Custom data augmentation requiring access to inputs and targets

Hi, I’m writing some image augmentations where the transformations of the inputs and the targets depend on each other.
As far as I understand the “normal” transformations only take inputs or targets and apply the respective transformation.
I found that using the .add_tfm() on the databunch I can add a transformation which receives both inputs and targets.
However this (again as far as I understand) is applied after all the other transformations happen.
Is there a way to add such a transformation before the other transformations?
My main problem is that the resizing of the images is allready applied once I get to my custom augmentation.
The data bunch is created like this (for brevity I ommited the parameters):

data = (
ObjectItemList.from_df()
.split_by_rand_pct()
.label_from_func()
.transform()
.databunch()
)
data.add_tfm()

Tricky. Can you be more specific on what you want to do? An example would be nice.

Yes of course: I’m trying to implement the original augmentations of the SSD paper:

Sample a patch so that the minimum jaccard overlap with the objects is 0.1, 0.3,
0.5, 0.7, or 0.9

This requires to compute candidate crop ROIs and then to check them against the available bounding boxes using jaccard.
As I’m writing this I have a rough version running using the .add_tfm(). In my opinion this is suboptimal as I have to squish the newly generated patch again into a square input size. Which in my current implementation is extremly slow due to going back from the gpu to cpu, numpy, then opencv for resize and going all the way back to the cuda… and as the notebook is running right now is infeasible even on a V100 :confused:

small update: the slowness is also due to principal of that augmentation, as it omits a lot of candidates before it uses one. And the runtime is extremly non deterministic as the number of candiates being checked my vary between 1 and few thousands…
which I’m limiting now.

next update: I optimized it a bit and now I’m down to 1 min per epoch, which is about double the time without this augmentation. This is ok for the moment, but still I think it would be way more efficient and result in better input data if being done before the resize by transform()

I’m a bit confused. Isn’t this done with the output of the model to determine which boxes predictions to keep?

yes, a similiar step is being done in the loss function to select the positive samples, but there the iou between the anchors boxes and the ground truth boxes is computed.

However one of the augmentations the authors of SSD mention is what I described above, to create good crops which make sure that objects are contained and the majority of their “body” is part of the crop.

This augmentation looks really promising, I might say amazing :slight_smile:
The loss is currently going down way more than ever before in my experiments. Its at 75 percent of my former minimal loss and keeps falling…

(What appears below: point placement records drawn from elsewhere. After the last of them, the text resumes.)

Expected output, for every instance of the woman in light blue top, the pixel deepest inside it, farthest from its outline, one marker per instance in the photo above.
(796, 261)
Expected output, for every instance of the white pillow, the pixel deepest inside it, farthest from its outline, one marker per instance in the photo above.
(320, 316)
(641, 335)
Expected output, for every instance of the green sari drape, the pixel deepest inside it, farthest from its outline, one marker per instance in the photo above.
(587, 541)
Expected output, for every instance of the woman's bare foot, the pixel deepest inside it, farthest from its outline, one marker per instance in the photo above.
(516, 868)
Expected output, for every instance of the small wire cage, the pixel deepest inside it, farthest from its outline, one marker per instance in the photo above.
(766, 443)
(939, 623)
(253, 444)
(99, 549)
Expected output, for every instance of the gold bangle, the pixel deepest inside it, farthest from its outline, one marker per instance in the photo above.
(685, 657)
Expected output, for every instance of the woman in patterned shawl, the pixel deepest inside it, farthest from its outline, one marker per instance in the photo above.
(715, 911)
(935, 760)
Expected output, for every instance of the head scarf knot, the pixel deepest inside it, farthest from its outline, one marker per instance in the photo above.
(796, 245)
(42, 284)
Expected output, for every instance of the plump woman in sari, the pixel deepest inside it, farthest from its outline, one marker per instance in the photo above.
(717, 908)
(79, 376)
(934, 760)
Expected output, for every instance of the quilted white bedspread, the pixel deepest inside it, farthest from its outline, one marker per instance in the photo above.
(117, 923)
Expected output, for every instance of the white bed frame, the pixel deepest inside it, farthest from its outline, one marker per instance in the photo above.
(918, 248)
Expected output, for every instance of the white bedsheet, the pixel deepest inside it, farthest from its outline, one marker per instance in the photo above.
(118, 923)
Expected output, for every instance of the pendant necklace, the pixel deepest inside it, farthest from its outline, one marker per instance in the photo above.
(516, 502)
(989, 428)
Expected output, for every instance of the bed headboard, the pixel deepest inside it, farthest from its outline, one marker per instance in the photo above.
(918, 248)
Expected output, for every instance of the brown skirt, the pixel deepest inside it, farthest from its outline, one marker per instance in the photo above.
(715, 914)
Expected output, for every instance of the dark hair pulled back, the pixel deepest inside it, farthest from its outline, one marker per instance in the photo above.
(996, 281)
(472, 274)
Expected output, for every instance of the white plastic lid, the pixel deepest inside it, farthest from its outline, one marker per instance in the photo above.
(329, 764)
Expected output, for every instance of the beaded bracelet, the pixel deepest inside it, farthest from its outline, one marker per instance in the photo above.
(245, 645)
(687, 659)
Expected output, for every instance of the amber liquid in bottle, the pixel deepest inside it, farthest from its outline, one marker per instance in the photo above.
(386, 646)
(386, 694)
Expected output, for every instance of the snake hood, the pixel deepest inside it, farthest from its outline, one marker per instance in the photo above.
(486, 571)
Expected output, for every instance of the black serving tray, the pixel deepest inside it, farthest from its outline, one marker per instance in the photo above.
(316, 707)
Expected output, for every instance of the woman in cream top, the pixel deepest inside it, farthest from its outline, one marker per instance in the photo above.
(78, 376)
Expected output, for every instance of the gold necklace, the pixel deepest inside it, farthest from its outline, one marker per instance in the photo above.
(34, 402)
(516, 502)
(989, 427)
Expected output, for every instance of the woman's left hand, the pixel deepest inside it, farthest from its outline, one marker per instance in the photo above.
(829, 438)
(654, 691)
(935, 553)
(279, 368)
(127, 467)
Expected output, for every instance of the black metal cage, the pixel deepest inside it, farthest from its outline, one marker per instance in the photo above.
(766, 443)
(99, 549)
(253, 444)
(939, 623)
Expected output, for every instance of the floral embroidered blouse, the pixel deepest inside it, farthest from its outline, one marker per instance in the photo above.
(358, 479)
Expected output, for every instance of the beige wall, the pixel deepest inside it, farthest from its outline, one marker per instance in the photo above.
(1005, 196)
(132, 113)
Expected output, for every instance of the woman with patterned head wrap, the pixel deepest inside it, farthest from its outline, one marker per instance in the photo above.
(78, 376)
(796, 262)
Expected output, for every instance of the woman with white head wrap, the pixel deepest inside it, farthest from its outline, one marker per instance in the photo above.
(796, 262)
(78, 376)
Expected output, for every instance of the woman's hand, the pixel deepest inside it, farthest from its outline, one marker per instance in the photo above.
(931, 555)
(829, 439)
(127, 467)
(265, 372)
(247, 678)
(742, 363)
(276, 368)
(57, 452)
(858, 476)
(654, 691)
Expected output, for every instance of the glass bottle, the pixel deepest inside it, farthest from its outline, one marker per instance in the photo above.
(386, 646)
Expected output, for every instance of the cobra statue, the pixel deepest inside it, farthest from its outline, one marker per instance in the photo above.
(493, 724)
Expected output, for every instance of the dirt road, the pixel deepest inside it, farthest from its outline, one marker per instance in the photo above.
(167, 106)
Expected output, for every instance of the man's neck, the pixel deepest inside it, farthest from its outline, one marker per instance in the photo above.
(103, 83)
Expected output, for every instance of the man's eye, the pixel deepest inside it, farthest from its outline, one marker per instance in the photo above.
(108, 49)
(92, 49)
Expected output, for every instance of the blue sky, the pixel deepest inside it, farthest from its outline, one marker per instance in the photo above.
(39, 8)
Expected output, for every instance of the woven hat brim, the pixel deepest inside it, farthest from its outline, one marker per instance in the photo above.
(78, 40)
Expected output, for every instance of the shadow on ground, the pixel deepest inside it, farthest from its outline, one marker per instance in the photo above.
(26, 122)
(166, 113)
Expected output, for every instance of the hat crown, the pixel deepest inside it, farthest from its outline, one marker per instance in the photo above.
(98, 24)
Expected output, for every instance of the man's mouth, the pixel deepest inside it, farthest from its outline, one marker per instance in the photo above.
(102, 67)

If it is of general interest I’m going to supply the code after making it a bit nicer next week.
The weekend is approaching fast right now and I’m squeezing in as much epochs as possible before leaving…

1 Like

okay, I have been to euphoric. I have missed that the transformation which is added using .add_tfm() on the databunch is obviously applied to both training and validation.
What I actually want is this: data.train_dl.add_tfm().
Now the provement of the validation loss is almost completly gone and needs further investigation.

1 Like

I’m back at it. It took me some time to get mAP running and being able to finally measuring the performance and playing around with some stuff.
I’m seeing a difference in mAP of about 5 points between the default augmentations from get_transforms() and using my custom transformation. I have the feeling that this could be improved if the transformations could applied earlier in the chain. @sgugger, you said this would be tricky. Is it possible at all? Is implementing a custom databunch the right way to do that?

This isn’t supported directly for the time being. The workaround I think of is creating a custom ItemList that groups your image and the bboxes to which you could define a custom apply_tfms method, but otherwise the pipeline applies them separately to inputs and targets.

ok, thanks! I will have a look into this.